Ted, this is a great comment, and you have your finger on something very important. By no means do I “forbid” talking, because you’re right: sometimes people NEED to talk during bodywork. Among other things, we need to ask for what we want and to say what we don’t want; we need to talk sometimes to create safety, or to facilitate and support things that are being communicated through touch.
I think an interesting dividing line for me, a question to ask of both ourselves or others, is this: “am I talking in order to explore my experience here, or as a technique for avoiding it? Am I talking as a way of more fully understanding what I am feeling in this moment, or as a defense against it?” My experience is that often, we get stuck in a story of something that happened, perhaps weeks ago, perhaps years ago, and we run that story over and over again like a loop.
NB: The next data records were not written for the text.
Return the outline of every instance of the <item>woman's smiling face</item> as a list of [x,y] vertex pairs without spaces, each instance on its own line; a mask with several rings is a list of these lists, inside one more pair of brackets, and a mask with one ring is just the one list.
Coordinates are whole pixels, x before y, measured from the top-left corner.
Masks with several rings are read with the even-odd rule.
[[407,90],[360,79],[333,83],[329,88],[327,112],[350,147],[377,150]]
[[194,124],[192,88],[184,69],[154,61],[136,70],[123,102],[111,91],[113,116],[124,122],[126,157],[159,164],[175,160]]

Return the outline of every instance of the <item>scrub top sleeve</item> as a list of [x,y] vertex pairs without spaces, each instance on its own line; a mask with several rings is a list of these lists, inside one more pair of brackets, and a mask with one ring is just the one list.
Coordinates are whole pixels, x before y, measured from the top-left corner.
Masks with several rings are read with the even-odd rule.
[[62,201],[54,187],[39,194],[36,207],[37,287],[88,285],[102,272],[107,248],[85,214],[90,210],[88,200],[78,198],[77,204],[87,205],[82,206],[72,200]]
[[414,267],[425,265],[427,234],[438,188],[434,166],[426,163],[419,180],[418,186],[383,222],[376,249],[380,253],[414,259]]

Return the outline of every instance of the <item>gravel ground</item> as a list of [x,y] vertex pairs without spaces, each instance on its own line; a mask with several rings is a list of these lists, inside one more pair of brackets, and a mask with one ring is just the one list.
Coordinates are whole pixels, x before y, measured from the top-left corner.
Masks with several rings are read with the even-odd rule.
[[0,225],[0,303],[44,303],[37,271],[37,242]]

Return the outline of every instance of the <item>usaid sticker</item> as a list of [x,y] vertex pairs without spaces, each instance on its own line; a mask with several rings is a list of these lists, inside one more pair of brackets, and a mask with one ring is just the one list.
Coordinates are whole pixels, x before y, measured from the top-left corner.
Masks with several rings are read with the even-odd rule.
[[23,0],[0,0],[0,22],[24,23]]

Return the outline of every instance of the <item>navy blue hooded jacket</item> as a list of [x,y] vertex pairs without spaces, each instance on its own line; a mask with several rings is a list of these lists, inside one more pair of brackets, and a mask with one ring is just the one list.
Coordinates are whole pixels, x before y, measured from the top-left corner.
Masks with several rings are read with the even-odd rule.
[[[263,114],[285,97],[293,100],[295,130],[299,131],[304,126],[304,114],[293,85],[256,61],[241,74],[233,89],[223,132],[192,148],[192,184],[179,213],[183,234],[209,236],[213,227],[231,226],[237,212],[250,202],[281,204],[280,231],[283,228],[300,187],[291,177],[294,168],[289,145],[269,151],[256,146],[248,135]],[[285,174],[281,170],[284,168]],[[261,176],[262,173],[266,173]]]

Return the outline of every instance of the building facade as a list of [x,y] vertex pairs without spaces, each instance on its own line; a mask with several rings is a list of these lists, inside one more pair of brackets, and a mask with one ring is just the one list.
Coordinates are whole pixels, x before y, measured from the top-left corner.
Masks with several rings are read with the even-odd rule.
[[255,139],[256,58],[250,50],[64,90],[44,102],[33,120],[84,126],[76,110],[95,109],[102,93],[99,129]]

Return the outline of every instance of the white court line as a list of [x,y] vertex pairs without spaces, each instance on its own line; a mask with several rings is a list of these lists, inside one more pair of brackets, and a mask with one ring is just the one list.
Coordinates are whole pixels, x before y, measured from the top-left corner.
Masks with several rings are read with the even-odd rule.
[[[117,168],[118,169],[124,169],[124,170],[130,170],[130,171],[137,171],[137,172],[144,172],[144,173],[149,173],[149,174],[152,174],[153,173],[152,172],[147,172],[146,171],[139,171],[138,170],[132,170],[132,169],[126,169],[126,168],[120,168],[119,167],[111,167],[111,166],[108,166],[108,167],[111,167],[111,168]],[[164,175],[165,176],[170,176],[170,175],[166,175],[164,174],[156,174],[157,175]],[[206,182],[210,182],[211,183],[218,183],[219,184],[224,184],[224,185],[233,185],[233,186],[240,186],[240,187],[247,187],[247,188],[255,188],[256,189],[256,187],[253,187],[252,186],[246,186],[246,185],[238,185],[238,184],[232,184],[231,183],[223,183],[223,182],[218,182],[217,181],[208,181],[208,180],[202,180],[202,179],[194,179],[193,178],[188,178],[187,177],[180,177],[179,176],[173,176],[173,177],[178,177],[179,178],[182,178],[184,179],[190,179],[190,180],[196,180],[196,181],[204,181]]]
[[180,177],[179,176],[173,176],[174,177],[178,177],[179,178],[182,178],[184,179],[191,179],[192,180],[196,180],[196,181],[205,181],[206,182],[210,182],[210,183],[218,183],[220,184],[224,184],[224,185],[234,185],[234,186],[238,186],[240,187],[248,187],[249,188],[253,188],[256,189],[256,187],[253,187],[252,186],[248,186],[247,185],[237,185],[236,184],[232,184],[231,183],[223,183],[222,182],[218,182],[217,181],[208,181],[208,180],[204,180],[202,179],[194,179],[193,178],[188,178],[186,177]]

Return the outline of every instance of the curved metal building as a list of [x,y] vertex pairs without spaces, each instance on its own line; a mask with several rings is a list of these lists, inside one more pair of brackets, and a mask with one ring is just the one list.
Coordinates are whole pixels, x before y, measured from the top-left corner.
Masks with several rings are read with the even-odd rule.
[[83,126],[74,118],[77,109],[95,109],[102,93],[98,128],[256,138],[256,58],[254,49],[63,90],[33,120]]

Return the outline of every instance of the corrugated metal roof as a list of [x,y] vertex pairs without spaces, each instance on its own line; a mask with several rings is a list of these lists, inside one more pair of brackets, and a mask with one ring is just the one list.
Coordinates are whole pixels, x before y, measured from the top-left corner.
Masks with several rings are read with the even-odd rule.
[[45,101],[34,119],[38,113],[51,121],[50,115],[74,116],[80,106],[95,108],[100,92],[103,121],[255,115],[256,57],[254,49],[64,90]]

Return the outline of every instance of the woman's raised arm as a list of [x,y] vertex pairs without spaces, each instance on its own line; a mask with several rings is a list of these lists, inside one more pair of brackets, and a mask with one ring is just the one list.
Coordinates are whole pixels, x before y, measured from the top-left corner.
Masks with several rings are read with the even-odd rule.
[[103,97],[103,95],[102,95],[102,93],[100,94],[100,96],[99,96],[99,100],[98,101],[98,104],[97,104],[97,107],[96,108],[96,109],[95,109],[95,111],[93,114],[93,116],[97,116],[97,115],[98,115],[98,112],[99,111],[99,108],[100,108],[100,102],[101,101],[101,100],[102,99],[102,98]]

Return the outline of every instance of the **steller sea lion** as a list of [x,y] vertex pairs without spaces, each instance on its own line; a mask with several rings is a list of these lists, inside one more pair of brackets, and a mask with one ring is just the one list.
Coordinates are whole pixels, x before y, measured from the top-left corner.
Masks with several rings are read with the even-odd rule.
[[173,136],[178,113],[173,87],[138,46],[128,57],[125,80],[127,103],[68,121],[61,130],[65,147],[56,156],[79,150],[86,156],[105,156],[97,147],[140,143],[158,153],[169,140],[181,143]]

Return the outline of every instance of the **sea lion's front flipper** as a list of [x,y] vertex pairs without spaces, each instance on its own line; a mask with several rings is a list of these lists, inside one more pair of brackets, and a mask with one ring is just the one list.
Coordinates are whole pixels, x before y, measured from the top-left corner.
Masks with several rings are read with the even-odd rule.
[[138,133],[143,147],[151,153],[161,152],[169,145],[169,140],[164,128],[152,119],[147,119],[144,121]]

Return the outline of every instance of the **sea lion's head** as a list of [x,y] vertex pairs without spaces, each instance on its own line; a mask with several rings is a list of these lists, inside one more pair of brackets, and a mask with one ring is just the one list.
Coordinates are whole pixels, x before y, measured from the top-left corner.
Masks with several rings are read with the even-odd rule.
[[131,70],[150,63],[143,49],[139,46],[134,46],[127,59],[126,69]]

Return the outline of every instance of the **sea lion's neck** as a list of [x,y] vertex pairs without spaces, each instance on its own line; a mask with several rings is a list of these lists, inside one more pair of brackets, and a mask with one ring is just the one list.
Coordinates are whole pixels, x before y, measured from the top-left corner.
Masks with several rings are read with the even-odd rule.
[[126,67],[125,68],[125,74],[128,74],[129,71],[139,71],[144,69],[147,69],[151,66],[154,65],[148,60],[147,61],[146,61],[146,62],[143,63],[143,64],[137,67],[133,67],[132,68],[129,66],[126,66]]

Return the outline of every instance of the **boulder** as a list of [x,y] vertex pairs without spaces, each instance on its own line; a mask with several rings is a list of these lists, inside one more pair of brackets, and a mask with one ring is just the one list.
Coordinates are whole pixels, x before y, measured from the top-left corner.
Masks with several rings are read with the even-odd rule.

It provides us with all sorts of benefits: we don’t have to accept responsibility for our lives NOW; we don’t have to look carefully at our own actions; we don’t have to think about how and where to move forward; we can pin every unwanted feeling or undesirable aspect of their lives on this thing or this person that happened 20 years ago. Being a victim has all sorts of benefits, but none that are really worth developing in the long run.
On the other hand, telling our story is often the first step in moving away from “I am a victim of this” towards “this happened to me, and now I’m going to do these things in response. Because this happened, I’m going to take these steps to move forward.” The critical determiner for me as a bodyworker, again, is “is this person talking because it’s part of their present experience, or is this person talking in order to avoid what they’re experiencing right now?” In the latter case, it may be an indicator that the bodywork is too much, and sometimes if people are stuck in a story from 10 years ago I’ll ask them if they would like me to stop touching so that we can talk. Talking can be an indicator that the touch is too much, or is too overwhelming, or that touching is not the right modality for this person at this time (psychotherapy or group discussion formats may be more appropriate for them.)
Ultimately, I think, putting ourselves in the hands of a masseur or other bodyworker is primarily a non-verbal experience, by its very nature, but it has to have safety around it and some of the safety is created through verbal requests or feedback. Talking your way through bodywork is the same as talking your way through a symphony or a good meal or a good movie; you’re going to miss most of it.